Nontheless year on year the numbers, while slightly better than in previous months, still look horrible. Shipments abroad fell 39.1 percent from a year earlier, after dropping 45.5 percent in March and a record 49.4 percent in February. From a month earlier, exports rose 1.9 percent on a seasonally adjusted basis, a the second straight monthly gain.
Sales to Europe were down 45.4 percent year on year, from 56.1 percent in March, and indeed exports to Europe were up 50 trillion yen (around 10%) on the month.
Shipments to the U.S. fell 46.3 percent last month, down from March’s 51.4 percent decline, but month on month they were stationary, with the declining annual decrease due entirely to what are known as base effects.
Shipments to China, which is now Japan’s biggest trade partner, fell 25.8 percent in April from a year earlier. The rate of decline thus fell for a third straight month, suggesting Beijing’s $585 billion stimulus package is having an effect, at least as far as Japan exports go. Month on month exports to China we more or less stationary, but they are up around 60% from January's low point. In fact shipments to China are now about a third larger than those to the US, and 40% larger than those to the EU.
Among shipments to China, the Finance Ministry singled out chemicals used to make plastics, mobile phones and digital cameras as actually rising in April from a year.
While there is no doubt that sentiment has begun to improve in Japan’s largest Western markets, it is far from clear that global demand will recover at this point enough to allow Japanese companies to go beyond restocking after a heavy run-down of inventories. And like Japan, China’s economy is driven mostly by exports, so unless we see a stable pickup in global demand recovery there will remain limited. And with US financial markets now funding a large chunk of the carry trade, the yen seems trapped around 95 to the dollar as far ahead as we can see. And all of this, of course, bodes ill for Japanese companies.
Export performance across Asia has been mixed recently. Shipments abroad fell at a slower pace in Taiwan and South Korea last month from March, but both Singapore and China suffered larger drops. Two quarters of record contractions in GDP have now shrunk the Japanese economy to around the 2003 level. Even as declines in overseas shipments moderate, Japan is exporting little more than half as much as last year and producing a third less.
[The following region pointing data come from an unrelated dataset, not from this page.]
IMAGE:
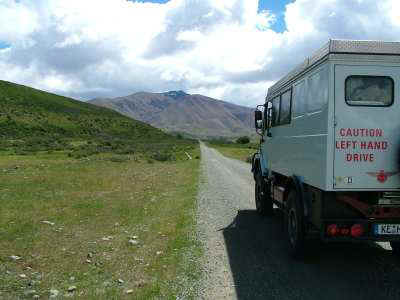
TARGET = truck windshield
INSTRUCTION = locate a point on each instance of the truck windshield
(369, 90)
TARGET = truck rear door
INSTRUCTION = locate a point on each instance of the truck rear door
(367, 127)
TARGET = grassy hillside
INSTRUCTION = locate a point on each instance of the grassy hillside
(33, 120)
(116, 225)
And the recession is now spreading to consumers as companies fire workers and cut wages to minimize losses.
Nonetheless Bank of Japan Governor Shirakawa is putting on a brave face, and said this week that the economy may return to growth in the current quarter, although he immediately qualified this by underlining that any recovery will “inevitably be mild.” At their April 30 meeting, a few Bank of Japan board members even went so far as to say that additional policy measures weren’t necessary amid the signs that the economy will recover, albeit gradually and after “some time,” according to the minutes released last week. Since the Bank of Japan has got a track record of underestimating the severity of the recessions which have struck since 1992 let's just hope that history isn't repeating itself again this time.